James Hervey Otey (born January 27, 1800 in Bedford County , Virginia , † April 23, 1863 in Memphis , Tennessee ) was an American Christian teacher and first Episcopalian bishop of Tennessee.

Live and act

He was born to Isaac Otey and Elizabeth Mathews. He attended the University of North Carolina at Chapel Hill . After graduating in 1820, he became a tutor for Greek and Latin at this school. He married Elizabeth Davis Pannill, with whom he had nine children.

In 1821 he moved to Maury County and became principal of Harpeth Academy . One of his students there was Matthew Fontaine Maury , with whom a lifelong friendship developed. Another of his students was the scholar Benjamin Blake Minor , who later became his son-in-law.
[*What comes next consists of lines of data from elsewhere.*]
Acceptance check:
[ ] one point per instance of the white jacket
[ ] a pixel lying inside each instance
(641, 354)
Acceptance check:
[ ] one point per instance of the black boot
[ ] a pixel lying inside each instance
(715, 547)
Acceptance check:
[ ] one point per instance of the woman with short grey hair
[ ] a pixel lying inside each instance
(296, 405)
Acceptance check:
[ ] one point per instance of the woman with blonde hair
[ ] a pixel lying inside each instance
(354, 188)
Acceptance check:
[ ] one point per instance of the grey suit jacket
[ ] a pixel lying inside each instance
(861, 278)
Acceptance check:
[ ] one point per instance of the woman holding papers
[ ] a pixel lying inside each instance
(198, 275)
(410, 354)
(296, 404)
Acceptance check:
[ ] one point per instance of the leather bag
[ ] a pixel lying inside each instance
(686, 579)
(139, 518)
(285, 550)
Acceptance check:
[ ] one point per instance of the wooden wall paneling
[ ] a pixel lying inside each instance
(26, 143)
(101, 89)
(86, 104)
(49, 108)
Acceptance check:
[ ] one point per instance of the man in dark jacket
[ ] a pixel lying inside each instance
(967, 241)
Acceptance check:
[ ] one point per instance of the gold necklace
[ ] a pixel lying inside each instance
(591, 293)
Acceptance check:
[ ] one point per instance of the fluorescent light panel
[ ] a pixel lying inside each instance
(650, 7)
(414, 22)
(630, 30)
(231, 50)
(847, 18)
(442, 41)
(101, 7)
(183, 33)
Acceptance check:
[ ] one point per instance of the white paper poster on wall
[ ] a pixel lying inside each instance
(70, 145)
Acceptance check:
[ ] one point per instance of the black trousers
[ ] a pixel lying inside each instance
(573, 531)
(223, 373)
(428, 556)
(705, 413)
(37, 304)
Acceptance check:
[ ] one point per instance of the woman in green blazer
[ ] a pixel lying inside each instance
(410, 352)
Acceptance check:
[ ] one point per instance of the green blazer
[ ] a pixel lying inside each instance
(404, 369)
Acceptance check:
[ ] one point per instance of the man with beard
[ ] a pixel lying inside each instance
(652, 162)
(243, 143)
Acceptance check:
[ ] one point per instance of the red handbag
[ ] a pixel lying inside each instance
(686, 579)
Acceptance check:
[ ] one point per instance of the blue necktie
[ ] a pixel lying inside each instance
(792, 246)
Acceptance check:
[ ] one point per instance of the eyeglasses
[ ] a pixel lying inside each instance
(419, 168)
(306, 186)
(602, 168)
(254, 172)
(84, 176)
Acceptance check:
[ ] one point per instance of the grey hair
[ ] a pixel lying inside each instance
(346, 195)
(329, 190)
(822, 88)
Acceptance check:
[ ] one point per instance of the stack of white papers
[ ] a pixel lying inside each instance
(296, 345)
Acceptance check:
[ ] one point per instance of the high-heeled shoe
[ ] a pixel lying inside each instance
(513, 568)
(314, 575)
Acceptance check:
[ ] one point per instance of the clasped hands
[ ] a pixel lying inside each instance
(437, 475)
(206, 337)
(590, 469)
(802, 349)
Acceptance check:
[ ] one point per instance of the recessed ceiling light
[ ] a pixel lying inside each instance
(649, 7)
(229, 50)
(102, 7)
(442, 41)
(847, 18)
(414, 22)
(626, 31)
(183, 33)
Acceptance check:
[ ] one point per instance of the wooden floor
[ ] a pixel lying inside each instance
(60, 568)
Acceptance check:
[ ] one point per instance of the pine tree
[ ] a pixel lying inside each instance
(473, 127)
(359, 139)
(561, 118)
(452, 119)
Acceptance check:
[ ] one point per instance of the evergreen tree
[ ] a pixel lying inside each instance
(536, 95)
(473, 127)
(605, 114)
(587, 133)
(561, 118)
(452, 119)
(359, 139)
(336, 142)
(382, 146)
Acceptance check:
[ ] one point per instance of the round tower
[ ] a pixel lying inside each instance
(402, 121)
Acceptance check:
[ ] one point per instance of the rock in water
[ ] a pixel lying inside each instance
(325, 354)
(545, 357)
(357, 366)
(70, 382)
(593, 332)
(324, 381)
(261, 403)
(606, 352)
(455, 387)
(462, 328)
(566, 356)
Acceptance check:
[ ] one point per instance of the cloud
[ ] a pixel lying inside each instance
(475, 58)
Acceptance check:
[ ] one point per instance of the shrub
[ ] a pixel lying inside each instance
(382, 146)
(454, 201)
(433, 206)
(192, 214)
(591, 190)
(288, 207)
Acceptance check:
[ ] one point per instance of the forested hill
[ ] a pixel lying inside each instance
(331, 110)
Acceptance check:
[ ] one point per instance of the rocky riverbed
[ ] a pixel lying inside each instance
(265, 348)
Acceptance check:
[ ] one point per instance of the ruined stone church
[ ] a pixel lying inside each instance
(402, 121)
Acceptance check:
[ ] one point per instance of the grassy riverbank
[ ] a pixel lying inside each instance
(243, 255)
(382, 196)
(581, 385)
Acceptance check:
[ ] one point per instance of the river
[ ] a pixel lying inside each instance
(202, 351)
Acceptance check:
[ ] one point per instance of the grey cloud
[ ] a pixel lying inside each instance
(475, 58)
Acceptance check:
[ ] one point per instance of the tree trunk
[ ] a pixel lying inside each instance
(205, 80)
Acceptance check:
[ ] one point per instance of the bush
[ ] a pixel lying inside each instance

After returning to North Carolina to direct the Warrington Academy, Otey was sustained a member of the Episcopal Church of the United States after his corresponding baptism . In 1825 he became a deacon after studying and in 1827 a priest. Then he returned to Franklin again and founded the first Episcopal Church in Freemasonry , which later became St. Paul's Church. He then founded numerous other churches and finally on July 1, 1829 the Diocese of Tennessee in Nashville . He was elected first bishop in June 1833 and ordained at Christ Church in Philadelphia the following January . After his election he also took over the Diocese of Mississippi and was missionary bishop for Arkansas and the Indian territory that is now Oklahoma . He traveled in these regions for months, planting churches and preaching the gospel .

He was very interested in Christian education and helped establish schools in Ashwood , Jackson and Columbia . His dreams of a "literary and theological seminary" for the region came true when Leonidas Polk , Bishop of Louisiana and his former co-educator at the Columbia Female Institute, directed the founding of the University of the South at Sewanee in 1857 took over.

He lived at this time in "Mercer Hall" in Columbia (1835-1852).

He died in Memphis in 1863. After the Civil War he was taken from the grave there and buried in the cemetery of St. John's Episcopal Church in Ashwood .

literature

  • Otey's Journal: Being the Account by James Hervey Otey, AB, MA, DD, LLD, First Bishop of the Tennessee Diocese of the Protestant Episcopal Church, of His Travels in the Summer of 1851 in England, Scotland, Ireland, and Wales, von James Hervey; Greninger, Edwin Thomas Otey, 1994 for Overmountain Press; Ex Library edition.
  • Memoir of Rt. Rev. James Hervey Otey, DD, LL. D., the first bishop of Tennessee, by William Mercer Green, 1885 in James Pott & Company.
  • Historical Magazine of the Protestant Episcopal Church Vol. 4, No. 1 pp. 53-56, by Thomas Frank Gailor, 1935 from the Historical Society of the Episcopal Church

Web links

Commons : James Hervey Otey  - Collection of Images, Videos and Audio Files

Individual evidence

  1. ^ Churchman Associates, inc: The Churchman, Volume 77. Retrieved February 17, 2017 (Otey's curriculum vitae).
  2. ^ Churchman Associates, inc: The Churchman, Volume 77. Retrieved February 17, 2017 (Otey's curriculum vitae).
  3. ^ Churchman Associates, inc: The Churchman, Volume 77. Retrieved February 17, 2017 (Otey's curriculum vitae).